Nous arrivons sur la place Saint Marco et sommes éblouis par la beauté des bâtiments et leurs couleurs orangées par le soleil qui commence à décliner. De même, juste derrière le palais des loges, lorsqu’on débouche sur la lagune. Seule ombre au tableau ? Un énorme goéland qui a fondu sur mon goûter et est reparti avec !!!

Le soir, nous sommes hébergés à Mestre par Shira, grâce au réseau Bewelcome. Américaine, elle a été avocate et prof, et elle est maintenant en Europe pour faire un master en lien avec l’accueil des migrants.

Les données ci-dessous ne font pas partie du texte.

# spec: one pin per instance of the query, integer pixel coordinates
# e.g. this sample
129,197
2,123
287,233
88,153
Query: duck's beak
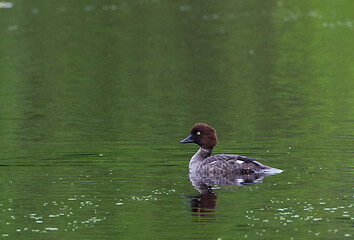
188,139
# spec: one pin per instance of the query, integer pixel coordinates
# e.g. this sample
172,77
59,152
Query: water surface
95,97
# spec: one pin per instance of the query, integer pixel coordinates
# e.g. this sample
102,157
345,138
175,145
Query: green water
96,95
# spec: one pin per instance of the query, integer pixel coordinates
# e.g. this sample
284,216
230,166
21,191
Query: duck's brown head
203,135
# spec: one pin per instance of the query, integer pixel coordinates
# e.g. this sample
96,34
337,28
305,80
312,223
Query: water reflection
204,204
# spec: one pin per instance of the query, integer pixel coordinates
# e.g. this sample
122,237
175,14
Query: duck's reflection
204,204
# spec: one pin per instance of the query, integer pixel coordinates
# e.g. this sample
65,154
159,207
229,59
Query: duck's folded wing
234,163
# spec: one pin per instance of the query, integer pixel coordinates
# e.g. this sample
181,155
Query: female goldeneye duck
205,136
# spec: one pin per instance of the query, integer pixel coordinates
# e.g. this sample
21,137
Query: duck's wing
233,163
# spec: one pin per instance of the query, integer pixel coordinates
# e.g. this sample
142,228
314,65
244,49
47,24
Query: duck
203,162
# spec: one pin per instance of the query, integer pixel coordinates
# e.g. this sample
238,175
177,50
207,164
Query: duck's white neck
199,157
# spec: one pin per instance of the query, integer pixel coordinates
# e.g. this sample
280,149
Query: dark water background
96,95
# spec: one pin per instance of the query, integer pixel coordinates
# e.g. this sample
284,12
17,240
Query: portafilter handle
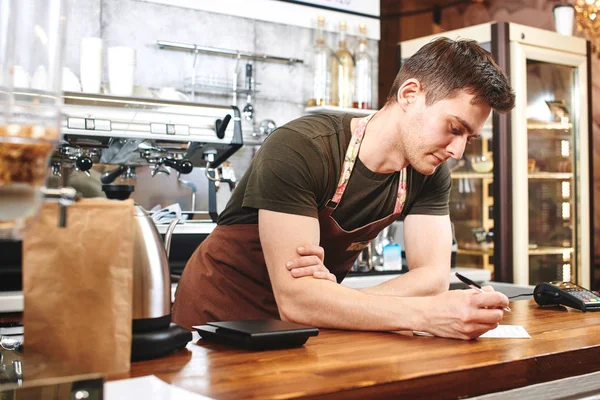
182,166
169,235
109,177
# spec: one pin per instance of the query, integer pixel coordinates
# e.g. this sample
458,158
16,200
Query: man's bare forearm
417,282
326,304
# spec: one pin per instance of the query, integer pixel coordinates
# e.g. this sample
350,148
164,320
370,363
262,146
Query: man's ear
408,92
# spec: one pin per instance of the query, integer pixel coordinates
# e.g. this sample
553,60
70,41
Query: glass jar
31,47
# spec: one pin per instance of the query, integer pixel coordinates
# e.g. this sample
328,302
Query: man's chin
427,169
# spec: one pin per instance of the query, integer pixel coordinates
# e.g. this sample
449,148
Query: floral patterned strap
350,159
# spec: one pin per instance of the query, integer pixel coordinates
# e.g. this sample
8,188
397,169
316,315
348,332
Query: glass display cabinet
521,195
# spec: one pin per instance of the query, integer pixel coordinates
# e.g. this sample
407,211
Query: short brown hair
446,66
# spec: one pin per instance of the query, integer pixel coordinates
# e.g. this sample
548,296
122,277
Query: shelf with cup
195,48
338,110
547,250
212,85
550,175
472,175
541,125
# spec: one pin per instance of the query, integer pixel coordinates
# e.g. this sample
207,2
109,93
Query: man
321,187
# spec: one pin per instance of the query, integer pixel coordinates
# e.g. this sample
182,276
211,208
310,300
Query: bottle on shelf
363,90
321,59
342,73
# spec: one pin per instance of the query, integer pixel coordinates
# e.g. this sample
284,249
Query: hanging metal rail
162,44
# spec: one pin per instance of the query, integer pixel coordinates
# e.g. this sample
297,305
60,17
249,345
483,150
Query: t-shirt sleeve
284,176
435,194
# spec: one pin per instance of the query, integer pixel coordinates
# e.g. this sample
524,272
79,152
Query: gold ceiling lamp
587,15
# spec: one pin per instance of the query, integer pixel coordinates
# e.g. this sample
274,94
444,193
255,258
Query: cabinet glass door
550,162
549,146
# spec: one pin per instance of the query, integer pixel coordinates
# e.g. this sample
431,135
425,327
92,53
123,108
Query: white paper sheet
507,331
147,388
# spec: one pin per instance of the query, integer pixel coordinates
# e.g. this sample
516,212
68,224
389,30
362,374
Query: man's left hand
309,263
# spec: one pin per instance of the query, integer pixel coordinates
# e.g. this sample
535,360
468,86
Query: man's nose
456,148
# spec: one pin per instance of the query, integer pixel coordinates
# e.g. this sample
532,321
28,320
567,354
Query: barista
323,186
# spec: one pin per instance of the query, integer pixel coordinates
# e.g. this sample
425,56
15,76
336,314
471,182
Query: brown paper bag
77,285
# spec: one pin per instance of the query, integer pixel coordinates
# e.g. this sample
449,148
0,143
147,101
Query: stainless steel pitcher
151,274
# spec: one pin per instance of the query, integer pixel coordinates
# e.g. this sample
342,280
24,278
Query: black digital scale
262,334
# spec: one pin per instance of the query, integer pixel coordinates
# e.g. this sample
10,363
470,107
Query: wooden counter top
342,364
347,365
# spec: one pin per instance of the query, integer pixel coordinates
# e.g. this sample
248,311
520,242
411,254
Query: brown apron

Dans un premier temps, la formation était à Montpellier, puis ici en Italie, et elle va ensuite partir en Tunisie, notamment pour apprendre l’arabe. Nous passons une super soirée en sa compagnie, autour d’un bon risotto (elle nous assure que oui, les crevettes peuvent se manger toutes entières, la tête y compris !).

La nuit en revanche est moins sympa, avec une bonne fièvre pour ma part suite au vaccin.

Le lendemain matin, nous passons encore un moment agréable avec Shira. Quelle belle rencontre ! Nous décidons de retourner pour la journée à Venise, vu qu’on a bien aimé hier. Malheureusement, le temps est beaucoup moins beau qu’hier, les couleurs sont fades, il y a beaucoup plus de monde (on ne se l’explique pas trop), et on est crevés par le vaccin !! Bref, disons qu’on aurait été frustrés de ne pas être revenus, mais on a été déçus de notre 2e visite.

On a quand même pu en profiter pour se faufiler dans la basilique Saint Marco, pendant la messe, pour apercevoir furtivement les belles mosaïques qui recouvrent ses coupoles.